Like most of feasts, Holy Week in Neaples is kind of divided between the sacred and the profane. I’ve thought telling you Neapolitan Easter traditions can be a nice way to wish you a happy Easter.
On Maundy Thursday we have the traditional “Struscio” (litterally, shuffling, referring to the noise of female long dresses during the stroll), or rito dei Sepolcri, that is visiting an uneven number of cherches (usually 7), to celebrate the Last Supper through a liturgical ceremony.

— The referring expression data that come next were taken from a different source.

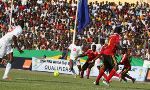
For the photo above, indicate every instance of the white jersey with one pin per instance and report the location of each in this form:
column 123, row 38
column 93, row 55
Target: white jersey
column 6, row 41
column 75, row 51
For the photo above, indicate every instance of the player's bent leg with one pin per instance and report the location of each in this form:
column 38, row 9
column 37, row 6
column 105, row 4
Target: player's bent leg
column 101, row 72
column 8, row 66
column 89, row 69
column 71, row 62
column 84, row 67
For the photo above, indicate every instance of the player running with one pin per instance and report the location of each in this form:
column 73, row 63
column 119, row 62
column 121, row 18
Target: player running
column 6, row 46
column 75, row 51
column 88, row 64
column 127, row 66
column 108, row 53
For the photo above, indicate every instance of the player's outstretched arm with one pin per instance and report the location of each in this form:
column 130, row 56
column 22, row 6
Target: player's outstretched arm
column 16, row 44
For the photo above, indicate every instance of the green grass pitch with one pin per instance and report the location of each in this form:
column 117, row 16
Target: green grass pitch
column 29, row 80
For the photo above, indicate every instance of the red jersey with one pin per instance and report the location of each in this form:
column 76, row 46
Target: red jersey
column 102, row 49
column 91, row 55
column 125, row 61
column 112, row 44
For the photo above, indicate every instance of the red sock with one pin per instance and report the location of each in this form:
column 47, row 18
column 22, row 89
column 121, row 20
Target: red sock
column 117, row 75
column 113, row 71
column 105, row 76
column 101, row 72
column 88, row 72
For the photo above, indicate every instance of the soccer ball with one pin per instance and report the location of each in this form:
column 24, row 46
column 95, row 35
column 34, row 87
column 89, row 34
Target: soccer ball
column 56, row 73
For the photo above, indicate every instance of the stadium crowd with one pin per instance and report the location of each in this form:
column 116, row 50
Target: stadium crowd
column 49, row 23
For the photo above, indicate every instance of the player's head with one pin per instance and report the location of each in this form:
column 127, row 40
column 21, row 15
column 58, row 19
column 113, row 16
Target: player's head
column 21, row 23
column 77, row 42
column 94, row 47
column 118, row 30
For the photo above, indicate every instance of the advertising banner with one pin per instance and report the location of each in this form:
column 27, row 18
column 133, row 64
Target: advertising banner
column 50, row 65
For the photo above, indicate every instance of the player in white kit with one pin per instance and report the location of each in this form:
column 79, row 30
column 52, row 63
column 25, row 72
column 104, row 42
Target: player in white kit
column 6, row 45
column 75, row 51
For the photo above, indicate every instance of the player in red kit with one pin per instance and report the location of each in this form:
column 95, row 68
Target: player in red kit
column 108, row 53
column 127, row 66
column 88, row 64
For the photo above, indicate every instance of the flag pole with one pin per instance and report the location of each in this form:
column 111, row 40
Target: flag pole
column 74, row 31
column 11, row 14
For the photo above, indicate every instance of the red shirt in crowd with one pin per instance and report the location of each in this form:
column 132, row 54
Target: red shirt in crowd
column 114, row 40
column 125, row 61
column 91, row 55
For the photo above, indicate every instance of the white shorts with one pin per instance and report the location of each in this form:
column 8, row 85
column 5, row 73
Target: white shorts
column 5, row 49
column 76, row 62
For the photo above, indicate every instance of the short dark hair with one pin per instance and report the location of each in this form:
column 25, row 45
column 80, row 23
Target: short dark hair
column 118, row 30
column 21, row 23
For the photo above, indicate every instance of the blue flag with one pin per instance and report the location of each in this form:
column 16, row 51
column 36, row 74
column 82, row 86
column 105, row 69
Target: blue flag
column 83, row 14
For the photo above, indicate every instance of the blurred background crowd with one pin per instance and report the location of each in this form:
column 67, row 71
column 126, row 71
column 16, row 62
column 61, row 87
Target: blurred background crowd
column 49, row 24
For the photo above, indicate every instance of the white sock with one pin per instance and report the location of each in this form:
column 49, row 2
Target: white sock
column 73, row 71
column 8, row 67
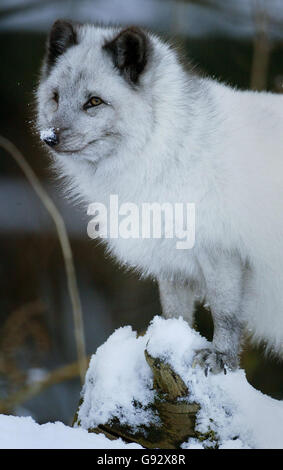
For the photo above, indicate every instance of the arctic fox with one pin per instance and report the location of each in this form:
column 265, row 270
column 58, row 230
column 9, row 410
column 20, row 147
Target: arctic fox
column 128, row 119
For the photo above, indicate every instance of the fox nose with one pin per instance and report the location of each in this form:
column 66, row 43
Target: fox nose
column 52, row 139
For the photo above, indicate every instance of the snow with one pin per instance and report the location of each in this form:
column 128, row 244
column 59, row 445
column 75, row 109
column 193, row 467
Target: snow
column 118, row 376
column 119, row 383
column 24, row 433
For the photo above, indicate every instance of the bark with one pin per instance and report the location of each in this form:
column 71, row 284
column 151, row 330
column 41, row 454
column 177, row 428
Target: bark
column 177, row 415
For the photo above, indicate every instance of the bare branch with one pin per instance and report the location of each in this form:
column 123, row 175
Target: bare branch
column 65, row 245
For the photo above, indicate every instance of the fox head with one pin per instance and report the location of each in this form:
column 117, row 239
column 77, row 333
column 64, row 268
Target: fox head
column 94, row 94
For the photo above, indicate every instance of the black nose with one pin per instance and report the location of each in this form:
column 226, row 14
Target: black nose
column 52, row 139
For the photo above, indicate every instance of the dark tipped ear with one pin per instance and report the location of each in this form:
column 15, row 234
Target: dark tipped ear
column 61, row 37
column 129, row 51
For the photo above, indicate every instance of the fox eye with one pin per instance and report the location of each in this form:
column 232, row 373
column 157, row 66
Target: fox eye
column 55, row 97
column 93, row 101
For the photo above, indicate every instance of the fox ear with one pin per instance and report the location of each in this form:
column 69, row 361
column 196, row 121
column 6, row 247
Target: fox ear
column 61, row 37
column 129, row 51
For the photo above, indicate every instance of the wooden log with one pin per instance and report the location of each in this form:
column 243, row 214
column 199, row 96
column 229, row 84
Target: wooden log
column 176, row 415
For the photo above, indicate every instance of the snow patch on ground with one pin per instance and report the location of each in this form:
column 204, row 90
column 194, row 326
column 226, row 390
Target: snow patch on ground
column 118, row 377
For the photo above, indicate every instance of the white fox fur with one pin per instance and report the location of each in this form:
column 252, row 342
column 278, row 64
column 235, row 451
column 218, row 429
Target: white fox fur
column 177, row 137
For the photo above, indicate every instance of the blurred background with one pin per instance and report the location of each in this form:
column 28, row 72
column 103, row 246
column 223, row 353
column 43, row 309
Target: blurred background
column 239, row 42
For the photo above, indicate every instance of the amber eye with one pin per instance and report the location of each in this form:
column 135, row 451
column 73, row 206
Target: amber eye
column 93, row 101
column 55, row 97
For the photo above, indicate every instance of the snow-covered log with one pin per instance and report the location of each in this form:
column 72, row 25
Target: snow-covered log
column 145, row 390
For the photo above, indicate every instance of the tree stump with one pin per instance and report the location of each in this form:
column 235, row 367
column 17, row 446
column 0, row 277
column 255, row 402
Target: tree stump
column 176, row 415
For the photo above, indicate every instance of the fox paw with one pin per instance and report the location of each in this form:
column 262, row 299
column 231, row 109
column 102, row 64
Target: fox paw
column 214, row 361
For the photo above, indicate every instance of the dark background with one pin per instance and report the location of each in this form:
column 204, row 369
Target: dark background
column 237, row 41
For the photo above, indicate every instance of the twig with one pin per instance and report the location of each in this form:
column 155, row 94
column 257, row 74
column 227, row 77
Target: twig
column 65, row 245
column 28, row 391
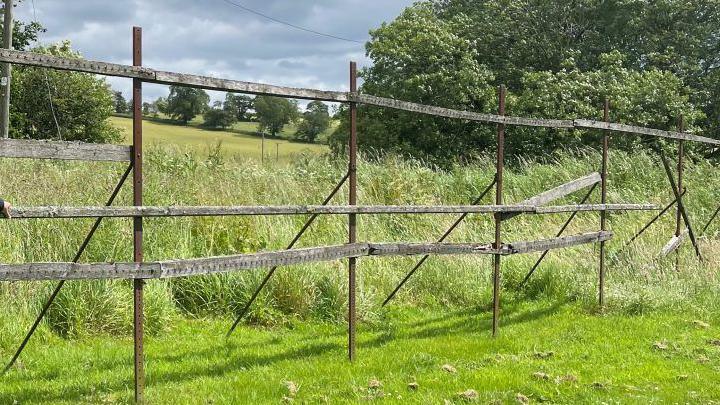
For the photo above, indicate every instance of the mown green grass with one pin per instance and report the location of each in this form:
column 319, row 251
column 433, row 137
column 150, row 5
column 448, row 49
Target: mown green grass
column 83, row 350
column 242, row 140
column 547, row 351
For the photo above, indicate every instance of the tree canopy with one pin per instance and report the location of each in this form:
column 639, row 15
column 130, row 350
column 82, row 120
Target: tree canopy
column 238, row 105
column 655, row 60
column 185, row 103
column 273, row 113
column 315, row 120
column 49, row 103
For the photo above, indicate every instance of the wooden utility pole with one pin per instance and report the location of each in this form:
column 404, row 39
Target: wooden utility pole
column 6, row 71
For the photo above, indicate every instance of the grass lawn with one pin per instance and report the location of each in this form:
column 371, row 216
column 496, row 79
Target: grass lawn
column 241, row 140
column 557, row 352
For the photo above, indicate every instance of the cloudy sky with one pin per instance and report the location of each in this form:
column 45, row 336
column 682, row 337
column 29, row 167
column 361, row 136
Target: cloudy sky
column 217, row 38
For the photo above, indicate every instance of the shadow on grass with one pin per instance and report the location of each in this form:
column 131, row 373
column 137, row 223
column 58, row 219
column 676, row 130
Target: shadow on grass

During this day here in Naples we use to prepare desserts like pastiera and pizza con la crema. We also make mussel soup, ‘a zupp’ ‘e cozzeche, to have it for dinner, with freselle or croutons.
On Good Friday churches of Naples use to arrange a Via Crucis among the streets.
This is a day of fast, when we use to abstain from meat and dedicate to prepare two different savory cakes, like casatiello, tortano and ”Pizza chiena”: we use to prepare them on Friday evening, let them rise during the night, and bake them on Saturday morning.
Holy Saturday is a day of meditation and prayer, culminating with Easter vigil.
During the day we proceed and bake the savory cakes prepared the day earlier: we will have them for dinner, together with some cold cuts.
And so we arrive to Easter Sunday, Resurrection Sunday.
The typical Easter menu is composed by:
Appetizers: fellata (a plate or bread board with mixed cold cuts and cheeses) and casatiello (or tortano)
First Course: wedding soup
Second Course: lamb with cheese and peas, or baked kid with new potatoes
Side Dish: roasted artichokes or deep-fried artichokes
Dessert: Neapolitan pastiera
On Easter Monday we usually have some trip into the country just outside town: casatiello (or tortano) is a must, usually accompanied by a barbecue.
That said, I just have to wish you a peaceful Easter… Like last year, I will spend Easter at home with my parents and parents-in-law, so I’m going to cook something special on Easter Sunday… I’ll let you know
Now I leave you, a go to make casatiello!!!